É neste ponto que a legislação consumerista brasileira entra em cena. Se a informação é um serviço, e se esse serviço é defeituoso, ou seja, entrega dados falsos, estamos diante de uma quebra da legítima expectativa do consumidor e da falta de qualidade da informação. Conforme o Código de Defesa do Consumidor (CDC), a responsabilidade pela falha na prestação do serviço pode recair sobre o fornecedor. Mesmo que o canal de informação seja gratuito, o Superior Tribunal de Justiça (STJ) firmou o entendimento de que a gratuidade não desvirtua a relação de consumo. Isso porque o conceito de remuneração abrange também as vantagens indiretas que o fornecedor recebe, como a monetização por publicidade ou a coleta de dados, que são a base do modelo de negócios de muitos jornais, revistas e portais de notícias digitais.

Em um cenário onde a desinformação se propaga de forma alarmante e a fronteira entre o real e o ficcional se torna cada vez mais tênue, a qualidade da informação emerge como um direito fundamental, essencial para a cidadania consciente, a tomada de decisões e a própria saúde democrática, sendo o Código de Defesa do Consumidor um arcabouço protetivo crucial ao reconhecer a informação como um serviço passível de defeito.
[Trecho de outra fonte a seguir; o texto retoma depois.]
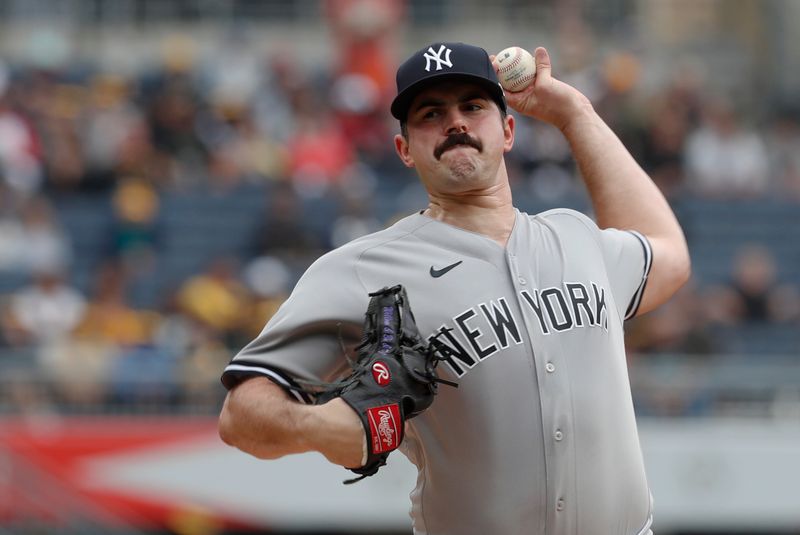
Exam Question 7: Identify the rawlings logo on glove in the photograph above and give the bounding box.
[298,285,456,483]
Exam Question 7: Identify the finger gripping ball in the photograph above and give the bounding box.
[495,46,536,93]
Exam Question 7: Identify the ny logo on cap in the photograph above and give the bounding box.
[424,45,453,72]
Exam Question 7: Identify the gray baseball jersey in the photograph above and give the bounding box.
[223,209,652,535]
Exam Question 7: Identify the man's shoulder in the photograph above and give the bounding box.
[524,208,597,229]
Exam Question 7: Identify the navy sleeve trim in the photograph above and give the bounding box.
[221,360,312,404]
[625,230,653,320]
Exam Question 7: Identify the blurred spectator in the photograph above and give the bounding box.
[178,257,249,342]
[685,96,770,198]
[20,196,72,272]
[82,74,152,189]
[242,254,296,339]
[287,107,355,197]
[325,0,406,162]
[767,111,800,201]
[706,244,800,324]
[0,68,42,198]
[252,183,322,264]
[625,281,720,355]
[3,269,86,347]
[111,178,160,270]
[640,95,691,198]
[330,187,383,247]
[75,261,160,347]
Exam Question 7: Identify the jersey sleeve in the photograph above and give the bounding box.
[598,228,653,320]
[544,208,653,320]
[221,247,368,401]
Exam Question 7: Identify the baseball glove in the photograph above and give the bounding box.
[308,285,457,484]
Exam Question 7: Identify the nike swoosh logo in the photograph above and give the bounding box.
[431,260,463,279]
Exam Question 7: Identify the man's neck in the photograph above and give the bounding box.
[424,192,516,247]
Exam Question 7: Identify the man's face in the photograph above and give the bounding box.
[395,82,514,193]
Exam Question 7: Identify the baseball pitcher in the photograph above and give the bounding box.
[220,43,690,535]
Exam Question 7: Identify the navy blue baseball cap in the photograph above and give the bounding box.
[392,43,506,121]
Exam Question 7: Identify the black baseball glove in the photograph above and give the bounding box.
[306,285,457,483]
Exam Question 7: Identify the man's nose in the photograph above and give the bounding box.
[446,110,469,135]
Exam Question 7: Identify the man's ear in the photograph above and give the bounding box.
[394,134,414,167]
[503,115,516,152]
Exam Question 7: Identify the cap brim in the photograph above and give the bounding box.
[391,71,506,121]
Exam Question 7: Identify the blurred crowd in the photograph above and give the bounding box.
[0,8,800,411]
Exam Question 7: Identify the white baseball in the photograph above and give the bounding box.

Nesse contexto, a regulamentação da profissão de jornalista, com a consequente exigência de um diploma, ganha uma urgência inegável, pois, longe de limitar a liberdade de expressão, visa qualificar os profissionais para uma apuração rigorosa e uma veiculação responsável, combatendo a proliferação de "informantes" sem compromisso ético e garantindo que a liberdade de informar não se confunda com a de desinformar, protegendo, assim, o direito do consumidor a uma informação de qualidade e fortalecendo a integridade da sociedade.